What you are looking at is a classic Japanese-style space sci-fi scenario. Humanity ends up with advanced technology and easily travels to the stars, forming colonies and establishing a large-scale government. However, elements within this union secede and wage a campaign of war and terror. To top things off, they manage to steal your fleet's most advanced battleship and planet-killing missiles. Wasting no time is assembling forces, you are dispatched in the first of six prototype super dogfighters to wage a one-man campaign against them; Fight through their lines and destroy the stolen battleship.
Sure... Simple enough...
Gameplay: 9 / 10
Even though it is a very old game and rather simple to play, it was quite excellent for it's time. 20 levels of continuous battle, dodging enemy projectiles (to the point that by the end of the game, if you can master it, Touhou should be no problem), lots of baddies to shoot up and lots of weapons and upgrades to earn and collect.

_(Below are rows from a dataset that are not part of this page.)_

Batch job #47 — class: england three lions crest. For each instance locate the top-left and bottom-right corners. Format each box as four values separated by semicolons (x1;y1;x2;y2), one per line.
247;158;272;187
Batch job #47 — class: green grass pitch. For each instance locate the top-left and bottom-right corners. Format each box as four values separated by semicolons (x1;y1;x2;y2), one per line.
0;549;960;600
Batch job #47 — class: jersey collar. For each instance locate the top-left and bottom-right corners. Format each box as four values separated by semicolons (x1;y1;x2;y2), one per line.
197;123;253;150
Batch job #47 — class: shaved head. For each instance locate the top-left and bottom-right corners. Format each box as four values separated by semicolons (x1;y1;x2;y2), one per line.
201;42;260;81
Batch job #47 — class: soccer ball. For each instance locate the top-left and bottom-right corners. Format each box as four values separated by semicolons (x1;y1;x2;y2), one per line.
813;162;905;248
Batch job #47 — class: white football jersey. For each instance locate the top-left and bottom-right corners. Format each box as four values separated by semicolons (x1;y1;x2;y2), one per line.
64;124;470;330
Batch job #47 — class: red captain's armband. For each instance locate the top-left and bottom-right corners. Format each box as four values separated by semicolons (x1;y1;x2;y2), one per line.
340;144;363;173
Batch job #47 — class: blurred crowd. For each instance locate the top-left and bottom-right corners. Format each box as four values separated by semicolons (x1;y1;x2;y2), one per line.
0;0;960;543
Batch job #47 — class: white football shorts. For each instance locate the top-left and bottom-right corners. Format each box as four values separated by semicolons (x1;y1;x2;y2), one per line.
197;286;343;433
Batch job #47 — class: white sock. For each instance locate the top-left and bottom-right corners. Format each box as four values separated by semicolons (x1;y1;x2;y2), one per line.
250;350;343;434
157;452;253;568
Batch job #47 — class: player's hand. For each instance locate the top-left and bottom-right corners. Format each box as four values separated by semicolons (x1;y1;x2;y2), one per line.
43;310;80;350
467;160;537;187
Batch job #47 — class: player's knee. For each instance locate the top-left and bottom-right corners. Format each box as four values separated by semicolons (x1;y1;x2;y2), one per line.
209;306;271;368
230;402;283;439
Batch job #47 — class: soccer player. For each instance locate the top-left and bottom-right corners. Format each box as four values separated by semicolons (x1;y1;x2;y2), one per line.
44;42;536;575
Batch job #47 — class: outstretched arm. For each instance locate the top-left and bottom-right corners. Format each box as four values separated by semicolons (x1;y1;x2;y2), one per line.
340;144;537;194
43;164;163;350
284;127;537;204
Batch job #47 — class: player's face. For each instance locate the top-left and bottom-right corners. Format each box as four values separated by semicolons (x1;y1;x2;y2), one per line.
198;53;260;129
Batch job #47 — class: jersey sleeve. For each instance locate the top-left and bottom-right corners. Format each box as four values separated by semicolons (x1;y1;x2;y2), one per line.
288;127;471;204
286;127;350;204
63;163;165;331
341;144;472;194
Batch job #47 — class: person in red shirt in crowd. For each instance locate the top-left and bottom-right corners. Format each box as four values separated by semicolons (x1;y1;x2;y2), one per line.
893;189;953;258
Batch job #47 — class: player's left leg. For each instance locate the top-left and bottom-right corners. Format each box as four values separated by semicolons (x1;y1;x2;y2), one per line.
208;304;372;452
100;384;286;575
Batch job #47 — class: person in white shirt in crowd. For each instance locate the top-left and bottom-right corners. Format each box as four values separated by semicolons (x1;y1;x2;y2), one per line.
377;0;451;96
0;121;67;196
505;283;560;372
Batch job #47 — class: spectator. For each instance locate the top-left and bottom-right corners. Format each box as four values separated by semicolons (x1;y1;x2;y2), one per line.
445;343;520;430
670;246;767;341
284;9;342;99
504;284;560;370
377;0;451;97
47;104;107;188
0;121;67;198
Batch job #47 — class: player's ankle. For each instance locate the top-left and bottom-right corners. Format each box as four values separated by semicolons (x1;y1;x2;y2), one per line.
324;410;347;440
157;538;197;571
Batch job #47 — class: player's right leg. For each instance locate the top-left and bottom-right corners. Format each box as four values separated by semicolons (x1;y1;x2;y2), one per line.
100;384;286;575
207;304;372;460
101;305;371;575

The game starts off reasonably easy at the start, but the difficulty builds up as you go through them, to the point you must be a serious shooter and dodger by the later levels.

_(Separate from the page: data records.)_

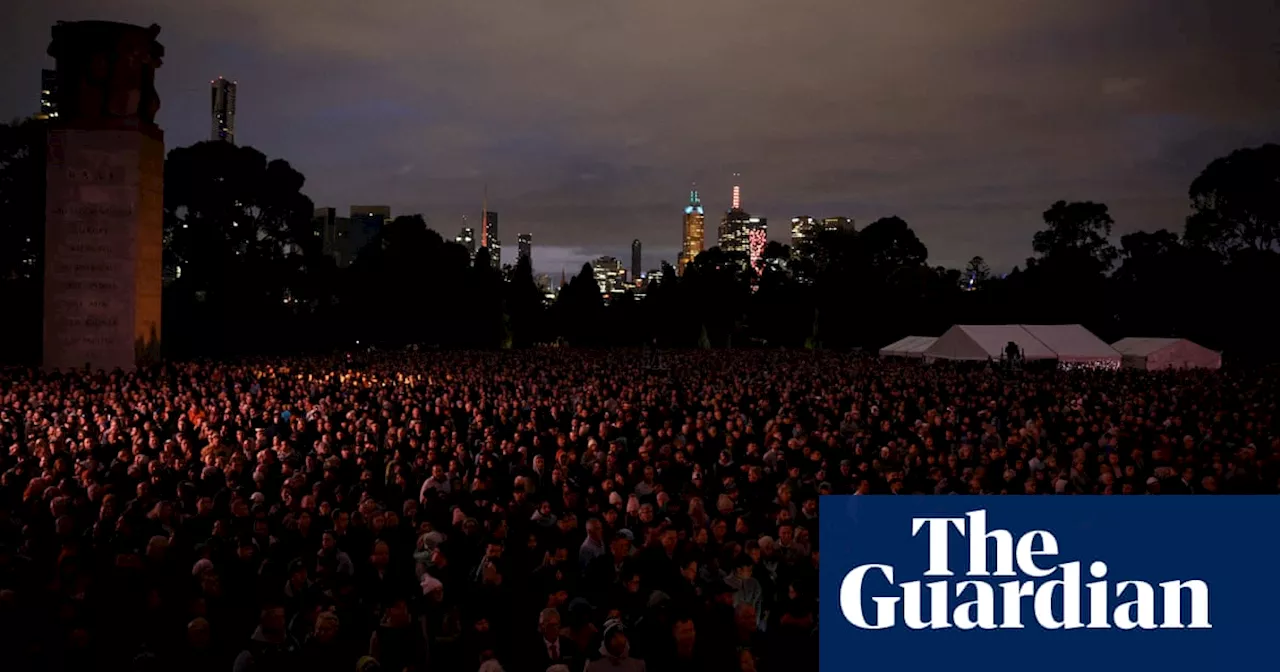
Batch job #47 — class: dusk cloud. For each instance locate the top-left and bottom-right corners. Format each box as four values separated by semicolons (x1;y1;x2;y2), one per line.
0;0;1280;272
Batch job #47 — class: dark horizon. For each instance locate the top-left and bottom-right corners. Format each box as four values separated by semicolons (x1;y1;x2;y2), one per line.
0;0;1280;276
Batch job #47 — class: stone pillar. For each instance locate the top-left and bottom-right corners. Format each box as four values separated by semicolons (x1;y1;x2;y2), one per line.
44;22;164;370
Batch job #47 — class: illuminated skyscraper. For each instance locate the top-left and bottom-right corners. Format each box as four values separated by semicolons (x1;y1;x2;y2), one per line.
631;238;641;284
676;184;707;275
791;215;822;255
718;180;769;271
822;218;854;233
591;257;627;301
36;70;58;119
516;233;534;264
453;222;476;259
480;184;502;269
209;77;236;145
480;210;502;269
338;205;392;264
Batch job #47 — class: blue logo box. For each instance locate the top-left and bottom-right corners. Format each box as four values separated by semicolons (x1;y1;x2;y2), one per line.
819;495;1280;672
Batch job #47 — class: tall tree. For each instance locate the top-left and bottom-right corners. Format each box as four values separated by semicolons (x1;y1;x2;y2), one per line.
1032;201;1119;274
164;142;321;352
0;120;46;364
1187;145;1280;255
856;216;929;271
507;255;544;347
961;256;991;288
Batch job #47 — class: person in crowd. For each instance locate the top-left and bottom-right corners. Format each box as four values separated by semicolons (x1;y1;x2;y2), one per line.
0;348;1280;672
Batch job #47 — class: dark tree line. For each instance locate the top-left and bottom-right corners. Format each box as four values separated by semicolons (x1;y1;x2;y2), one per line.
0;122;1280;362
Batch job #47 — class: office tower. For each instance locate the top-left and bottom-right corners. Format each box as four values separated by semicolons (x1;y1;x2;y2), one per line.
36;70;58;119
676;184;707;275
340;205;392;264
718;180;769;271
591;256;627;300
480;184;502;269
822;218;856;233
480;210;502;269
209;77;236;145
311;207;338;255
516;233;534;264
453;224;476;259
631;238;641;283
791;215;822;255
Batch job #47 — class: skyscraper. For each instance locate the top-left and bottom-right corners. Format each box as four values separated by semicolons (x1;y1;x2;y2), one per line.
339;205;392;264
791;215;822;255
591;257;627;301
631;238;641;283
676;184;707;275
311;207;360;269
480;210;502;269
453;224;476;259
36;70;58;119
209;77;236;145
718;180;769;270
311;207;338;255
822;218;854;233
516;233;534;264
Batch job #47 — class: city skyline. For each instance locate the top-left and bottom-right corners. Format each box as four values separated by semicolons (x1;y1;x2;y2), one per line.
0;0;1280;275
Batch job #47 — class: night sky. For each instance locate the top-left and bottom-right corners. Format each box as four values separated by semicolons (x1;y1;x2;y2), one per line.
0;0;1280;278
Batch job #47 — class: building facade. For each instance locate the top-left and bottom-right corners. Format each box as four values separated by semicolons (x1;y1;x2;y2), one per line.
453;224;476;260
338;205;392;265
631;238;644;284
822;218;856;233
516;233;534;264
209;77;236;145
36;70;58;119
717;186;769;270
591;256;627;301
676;189;707;275
480;210;502;269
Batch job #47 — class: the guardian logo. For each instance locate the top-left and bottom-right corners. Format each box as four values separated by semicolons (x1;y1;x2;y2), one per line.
840;511;1213;630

Some stages offer unique challenges. For instance:
- The Planetary Orbit levels lets you start at full power, but there are no upgrades to collect along the way, turning it into more of a survival round.
- The Fortress levels are all about tough ships, energy doors and walls that can crush you. You need maximum forward power to get through these.
- Asteroid Fields add the additional challenge of large space rocks that can collide with you as you fly around.
At the end of each stage is a 'boss' ship; one that requires far more firepower to bring down (And always gives you lots of points to collect). Beware though: A couple stages have more than one boss.
You can collect various upgrades as you travel across the map by shooting special red & blue capsules called Golans. Items will pop out of them you can collect for various upgrades, recharges and upgrades; some temporary and others permanent.
In this game, your score counts, because after every 50,000 points, you unlock another weapon you can choose from when you reach your tender at the end of every level. Some weapons are far more useful in some scenarios that others, so it is a matter of learning the right balance. For instance: The Laser Cannon is great for a Fortress level, but are lousy for Planetary Orbit missions because of how easily you can be surrounded.
Most available versions of Silpheed are cracked by now since it used to use an old copy protection system known at the "Instruction Manual". The protection would display a ship and you would need to enter it's name.
Controls: 7 / 10
The keyboard movements are reasonably logical, and if you have knowledge in how to handle old-school DOS commands, that will help you learn how to play this game with little to no tutorial. However, without such a background, there are a lot of odds and ends which first-time players may have difficulty in tracking down. The movements in-game are very precise, too, which allows me to play it as I want to.
I would suggest you try with this with a keyboard hooked into a PS/2 port rather than a USB one. Depending on your keyboard model, you may find you cannot press enough keys at a time to perform the maneuvers you need to win with a USB keyboard.
Music: 7 / 10
The game comes with around a dozen different music tracks and is sequenced by the old adlib synthesizer system (Pre-Sound Blaster days). If you were lucky enough to have an adlib card, an old Sound Blaster or a Roland CM-32L synth card , you could hear the music playing in the background. Each track suited what was going on rather well, regardless of what it was (fortress, planet strafing, boss battles, etc.)
Sound Effects: 3 / 10
The PC Speaker doubled as the sound effects, but since most PC Speakers were rather loud in the old days, there is a high degree of wanting to 'mute' them and just leave the background music going. Still, I found the sound effects to be somewhat distracting...
Graphics: 7 / 10
This 'is' a 3-d game, even if it does not feel like much of one. It is also limited to 16 colours, due to the graphics renderring of the time (though not many computers would have supported EGA by '86 anyway). Still, the enemies are easy to recognize, they get bigger as they get closer to the bottom of the screen, and to show off it's 3-d potential, so do angle and rotate as they move along the battle screen. Nice effort!
Medium-High. You either love it or hate it. It starts off reasonably easy, but gets difficult quickly, forcing you to either get good at early or give up on it, once and for all.